Translation:You are welcome to our place in October.
Definitely. This sentence must have been auto-hidden prior to the crowns system, and hence never revised.
I have changed the default to "You are welcome to our place in October", which, while not perfect, is at least much less nonsensical in English - and works well for the reverse translation exercise.
I've also increased the number of accepted translations from 2 to 49. Hopefully that'll make the sentence much less frustrating to encounter. :)
I can see you also left an error report. You wrote "You are welcome to come in October", so you're missing the destination part - for instance "to our place" or "at ours".
Unfortunately, I cannot control which alternative you're shown when you get something wrong, or I would have changed that to a more sensible default as well.
But it doesn't mean that, in fact it makes no sense. The only way I can picture this working is if someone was trying to book a company (e.g. my company in which there are only 3 of us) and we said "Oh, we're all booked up in September but you're welcome to us in October." - meaning, you're welcome to utilise us/our time. If it really means "You are welcome at our place" then "You are welcome to stay with us in October" should be accepted. The following things might be heard in English: "You are welcome at our's..." "You are welcome to join us." "You are welcome to stay with us." "You are welcome to come to our place." and a few other variants thereof. "You are welcome to us." doesn't mean this, and just sounds weird.
"You're welcome to our place" means you can have our house; we give it to you; we don't want it (possibly even because we think it's no good). I think that's not the intended meaning, though. The English "You're welcome at our place" would make more sense as the default translation in my opinion.
I realise what this means, and having lived in Sweden, I know this is exactly how they word things. But we're often told not to transliterate, which is why some people have been trying to enter the phrase in a way that makes sense in English. Maybe a couple of other answers could also be seen as correct? I'll still say it this way in Swedish, I promise. ;)
Emphasis is that, you are welcome, they want you to visit. You may stay at their house or close enough that visiting them is easy. It's an important phrase to know, but will probably be accompanied by more conversation. We have plenty of U.S. phrases that would be difficult to pin down in Swedish or other languages, but are basically words of welcome like: Y'all come back now ya hear? Open up the screen door come on in. Don't be a stranger! We'll put out the welcome mat. We'll leave the light on for you.
Cool that you lived in Sweden. I tried applying for an embassy job, just to have the immersion, but it didn't work out.

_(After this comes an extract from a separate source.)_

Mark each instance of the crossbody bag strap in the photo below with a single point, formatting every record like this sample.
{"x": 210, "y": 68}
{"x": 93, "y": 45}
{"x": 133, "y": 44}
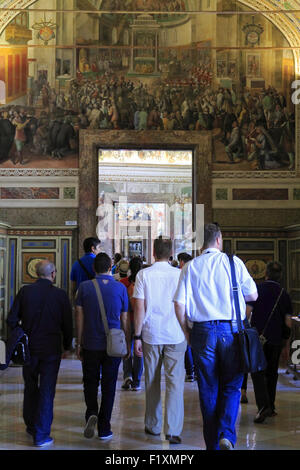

Also trying to get a Swedish event going for duolingo, https://forum.duolingo.com/comment/27641737 Only one has replied, and there is no counter to know if anyone has looked...
This is the difficult but wonderful part about languages. Some of us want a precise word for word translation that makes sense in our native language. But my goal is to be able to think in the language I am speaking. 10 years ago, my newly found cousin in Sweden said in an email, ''Ni är välkomna till oss.'' The meaning was clear even then, and we have since visited 4 times. Tusen tack alla moderatorer!
It's almost never på oktober. The exception is i början/mitten/slutet på oktober, meaning "in the beginning/middle/end of October". Even then, many prefer av.
(And of course, you'll occasionally see på as part of another phrase - e.g. skylla på = blame; skylla på oktober = blame October. But that's not really the same thing.)